Even though it is still a rather new concept, most computer users are now fully aware of cloud computing, its advantages and its disadvantages. Most of us have experienced cloud computing in some capacity or another, and many of us have done so without even realizing it. Cisco is taking the concept of the cloud one step farther, however, with their recent unveiling of fog computing.

What is Fog Computing?

As if cloud computing wasn't complex enough, Cisco, one of the IT industry's leading pioneers, has introduced the idea of fog computing. According to Cisco, fog computing is meant to forge a distributed and combined computing infrastructure from the network edge, thereby letting applications take advantage of billions of devices that are already connected to the Internet of Things, sometimes referred to as IoT.

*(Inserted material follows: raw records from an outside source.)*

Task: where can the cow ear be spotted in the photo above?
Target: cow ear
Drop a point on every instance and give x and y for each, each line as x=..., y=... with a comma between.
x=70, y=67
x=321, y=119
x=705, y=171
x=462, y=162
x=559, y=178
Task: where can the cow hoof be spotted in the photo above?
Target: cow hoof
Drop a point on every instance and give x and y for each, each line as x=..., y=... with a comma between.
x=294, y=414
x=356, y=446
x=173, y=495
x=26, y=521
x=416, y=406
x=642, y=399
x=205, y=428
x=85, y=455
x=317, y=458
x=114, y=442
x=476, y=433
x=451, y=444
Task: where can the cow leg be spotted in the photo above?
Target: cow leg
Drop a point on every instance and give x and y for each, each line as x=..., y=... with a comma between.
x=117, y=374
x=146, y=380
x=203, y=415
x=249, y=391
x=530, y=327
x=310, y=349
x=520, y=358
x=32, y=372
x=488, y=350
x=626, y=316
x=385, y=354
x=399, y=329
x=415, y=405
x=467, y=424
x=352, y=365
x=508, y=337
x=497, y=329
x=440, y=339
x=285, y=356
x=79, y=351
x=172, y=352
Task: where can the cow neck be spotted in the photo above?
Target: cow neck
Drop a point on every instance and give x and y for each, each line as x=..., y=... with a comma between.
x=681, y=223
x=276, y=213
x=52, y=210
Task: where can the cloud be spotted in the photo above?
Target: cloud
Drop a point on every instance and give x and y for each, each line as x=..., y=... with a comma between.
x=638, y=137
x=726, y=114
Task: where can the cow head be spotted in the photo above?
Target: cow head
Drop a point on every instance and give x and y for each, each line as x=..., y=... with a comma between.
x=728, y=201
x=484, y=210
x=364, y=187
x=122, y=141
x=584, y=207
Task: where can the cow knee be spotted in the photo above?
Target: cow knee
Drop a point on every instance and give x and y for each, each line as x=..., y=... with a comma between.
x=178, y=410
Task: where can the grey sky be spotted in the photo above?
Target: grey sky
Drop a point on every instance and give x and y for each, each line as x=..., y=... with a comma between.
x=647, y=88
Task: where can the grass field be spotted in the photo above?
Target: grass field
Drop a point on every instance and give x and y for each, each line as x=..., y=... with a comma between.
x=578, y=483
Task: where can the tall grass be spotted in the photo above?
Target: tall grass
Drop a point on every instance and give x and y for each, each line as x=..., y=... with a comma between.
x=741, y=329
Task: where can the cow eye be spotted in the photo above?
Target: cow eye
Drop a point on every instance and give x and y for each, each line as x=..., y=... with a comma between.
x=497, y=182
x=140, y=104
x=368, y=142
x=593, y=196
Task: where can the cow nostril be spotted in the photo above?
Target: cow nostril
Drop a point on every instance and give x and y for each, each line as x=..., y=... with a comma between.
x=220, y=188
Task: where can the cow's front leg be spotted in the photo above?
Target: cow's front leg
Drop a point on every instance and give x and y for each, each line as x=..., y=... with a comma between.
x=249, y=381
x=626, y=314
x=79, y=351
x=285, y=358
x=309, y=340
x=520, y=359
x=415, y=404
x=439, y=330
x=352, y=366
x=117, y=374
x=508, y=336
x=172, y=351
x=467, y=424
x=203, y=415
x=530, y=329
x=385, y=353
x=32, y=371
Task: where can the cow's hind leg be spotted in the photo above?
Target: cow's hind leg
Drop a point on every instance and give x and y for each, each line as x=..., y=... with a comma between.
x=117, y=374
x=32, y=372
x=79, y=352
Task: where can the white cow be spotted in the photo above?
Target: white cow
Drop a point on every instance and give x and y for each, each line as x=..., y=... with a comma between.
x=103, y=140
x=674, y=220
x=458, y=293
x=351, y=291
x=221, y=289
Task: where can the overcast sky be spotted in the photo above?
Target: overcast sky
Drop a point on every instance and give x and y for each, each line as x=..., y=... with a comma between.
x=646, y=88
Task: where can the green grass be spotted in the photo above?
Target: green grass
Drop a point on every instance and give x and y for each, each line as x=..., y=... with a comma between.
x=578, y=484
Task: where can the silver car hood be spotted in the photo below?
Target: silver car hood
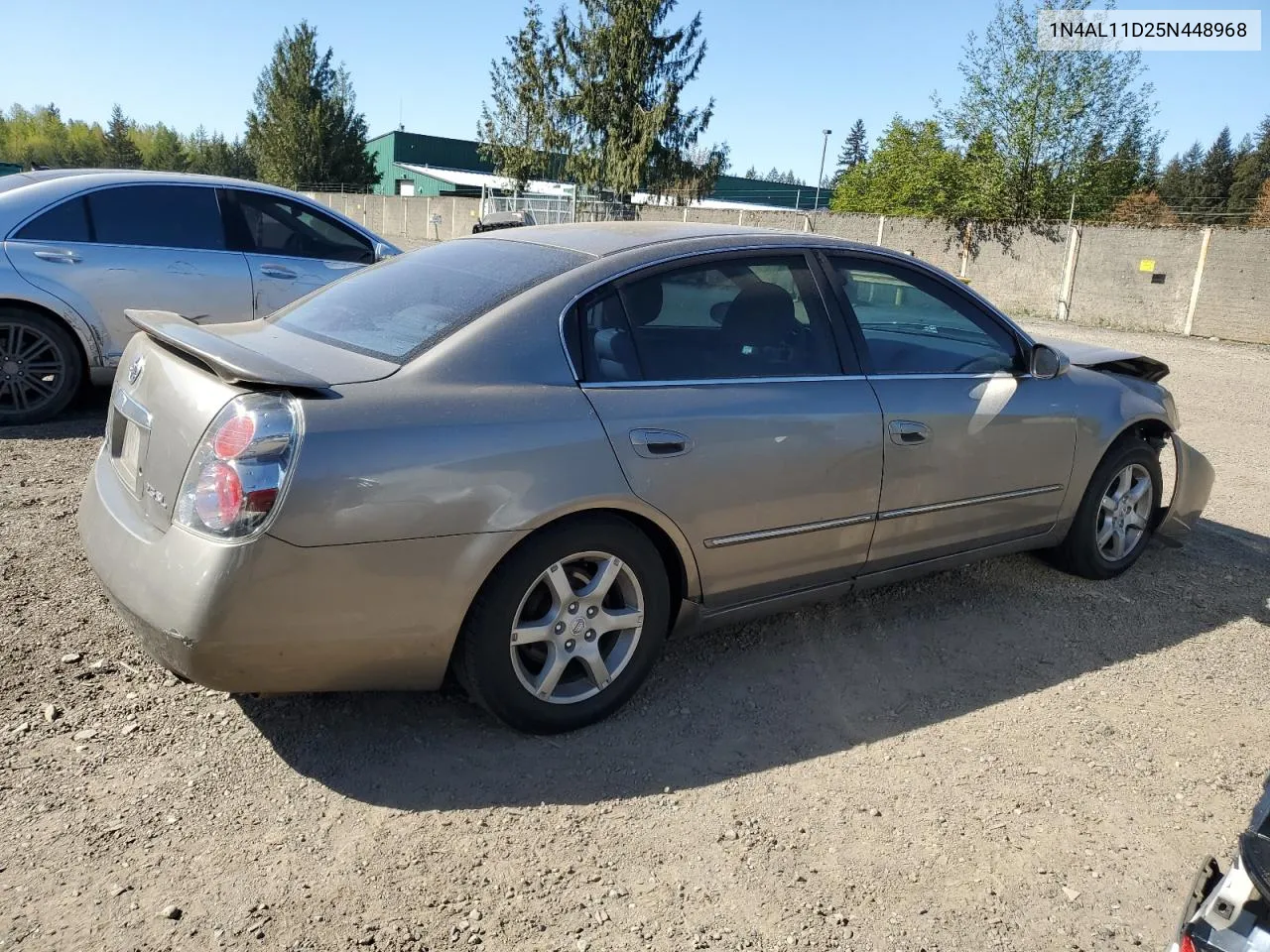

Through Cisco's newly introduced IOx, which serves as a connectivity platform for Cisco-based routers and switches, users will be able to leverage all of the devices within the IoT to better manage and process the amount of data that is expected within the next few years. Not only will organizations be able to storage and protect an increased amount of data, but the open source design and open application environment of IOX lets software developers utilize their own applications and devices on the network's edge in support of growing data concerns in nearly every industry.

Guido Jouret, general manager for Cisco's internal Internet of Things Business Group, spoke highly of the new technology. "Cisco is very excited to accelerate innovation in the Internet of Things by delivering IOx, which provides the ability to combine computation and communication on our ruggedized routers and other devices. We believe that this turns the network into the fourth platform for computing, which will unleash new applications in manufacturing, transportation, smart cities and many other industries."

Real World Examples

In early 2014, Cisco met with a group of industry professionals in order to promote fog computing and to disseminate their goals regarding the new technology. During the presentation, Cisco representatives offered four real world examples regarding the benefits of fog computing.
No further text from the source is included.